The last quiz on the former Soviet Republics is best to think of in groups:
1. Baltics (Lithuania, Latvia, Estonia), 3
2. Caucuses (Georgia, Azerbaijan, Armenia), 3
3. European (Moldova, Belarus, Ukraine), 3
4. Russia, 1
5. The Stans (Kazakhstan, Turkmenistan, Uzbekistan, Kyrgyzstan, Tajikistan), 5 (I always forget one)

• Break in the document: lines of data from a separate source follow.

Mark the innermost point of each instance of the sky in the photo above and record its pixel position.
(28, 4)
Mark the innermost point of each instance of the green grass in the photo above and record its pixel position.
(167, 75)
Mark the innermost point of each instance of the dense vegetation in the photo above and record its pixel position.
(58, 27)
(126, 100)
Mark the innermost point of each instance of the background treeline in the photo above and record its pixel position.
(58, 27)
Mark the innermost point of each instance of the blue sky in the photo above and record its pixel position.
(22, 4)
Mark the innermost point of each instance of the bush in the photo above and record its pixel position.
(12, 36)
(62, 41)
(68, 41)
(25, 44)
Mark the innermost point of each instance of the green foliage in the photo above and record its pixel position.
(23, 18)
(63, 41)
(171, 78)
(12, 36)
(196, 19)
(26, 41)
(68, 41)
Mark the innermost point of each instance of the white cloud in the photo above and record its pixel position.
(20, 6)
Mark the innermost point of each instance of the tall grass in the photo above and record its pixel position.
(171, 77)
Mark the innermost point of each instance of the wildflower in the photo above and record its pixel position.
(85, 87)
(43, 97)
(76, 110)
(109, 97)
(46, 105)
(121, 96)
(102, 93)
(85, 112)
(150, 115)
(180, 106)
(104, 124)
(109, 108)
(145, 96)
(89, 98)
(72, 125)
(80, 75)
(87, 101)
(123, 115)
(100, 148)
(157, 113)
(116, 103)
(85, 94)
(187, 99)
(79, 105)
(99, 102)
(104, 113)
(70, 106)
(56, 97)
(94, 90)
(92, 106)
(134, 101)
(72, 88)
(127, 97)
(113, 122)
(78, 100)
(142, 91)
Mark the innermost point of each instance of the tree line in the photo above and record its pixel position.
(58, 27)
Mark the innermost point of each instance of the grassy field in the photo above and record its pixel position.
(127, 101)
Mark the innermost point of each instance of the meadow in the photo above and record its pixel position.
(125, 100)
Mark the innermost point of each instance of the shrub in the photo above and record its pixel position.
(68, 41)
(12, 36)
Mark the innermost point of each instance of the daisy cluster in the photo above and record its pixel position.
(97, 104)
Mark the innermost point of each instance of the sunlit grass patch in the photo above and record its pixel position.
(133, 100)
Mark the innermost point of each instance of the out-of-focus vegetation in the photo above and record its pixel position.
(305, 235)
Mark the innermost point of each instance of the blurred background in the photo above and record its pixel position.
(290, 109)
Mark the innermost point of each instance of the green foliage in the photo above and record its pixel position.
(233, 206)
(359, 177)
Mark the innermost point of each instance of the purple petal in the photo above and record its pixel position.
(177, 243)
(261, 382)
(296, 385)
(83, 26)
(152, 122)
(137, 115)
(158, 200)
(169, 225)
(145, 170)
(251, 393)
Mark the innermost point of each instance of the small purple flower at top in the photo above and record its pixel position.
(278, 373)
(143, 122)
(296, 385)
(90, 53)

J.D. Crouch, who served in the State and Defense Departments, reminds us that Mongolia was not a Republic but subject to special status.
ART ON LINE
This is a great connection to several art institutions in Los Angeles, provided by Ron Cappello, all the way in New York:
The Getty has an exhibit on the Bauhaus School, worth a little stroll around (the link can be accessed from the above article). I’ve always appreciated Bauhaus, angular and simple, without being brutalist. Bauhaus, founded by Walter Gropius, is all over Germany and, curiously, Tel Aviv, which boasts over 4,000 examples of Bauhaus architecture. Tel Aviv has earned the moniker “the white city” by virtue of this predominant architectural style, which lends itself to inexpensive materials and the Mediterranean environment. Why this connection between Berlin and Tel Aviv? Because Bauhaus came to prominence in Weimar Germany. When the Nazis were on the rise, the Jews, many of whom were of the Bauhaus School, found their way to Palestine.
Here’s an excellent article from Architectural Digest about Bauhaus Tel Aviv: https://www.architecturaldigest.com/story/how-did-tel-aviv-become-beacon-stunning-bauhaus-architecture
ONE MORE BOOK RECOMMENDATION
Breakfast with Lucian, by Geordie Grieg. Scrap Marshall says, “Anything written by fan boy journalist and Editor of the UK Daily Mail should normally be avoided like the plague (or Covid19… topical). However, this book compiled from a number of interactions with arguably one of the greatest painters of the 20th Century is, as Tom Wolfe notes on the blurb on the back of the book, ‘a portrait of about as messy a life as was ever lived. ’ The life of painter, gambler, philanderer and contrarian is laid bare and the visceral and extreme relationships he had with whom he painted are told in an odd mix of reportage and oral history.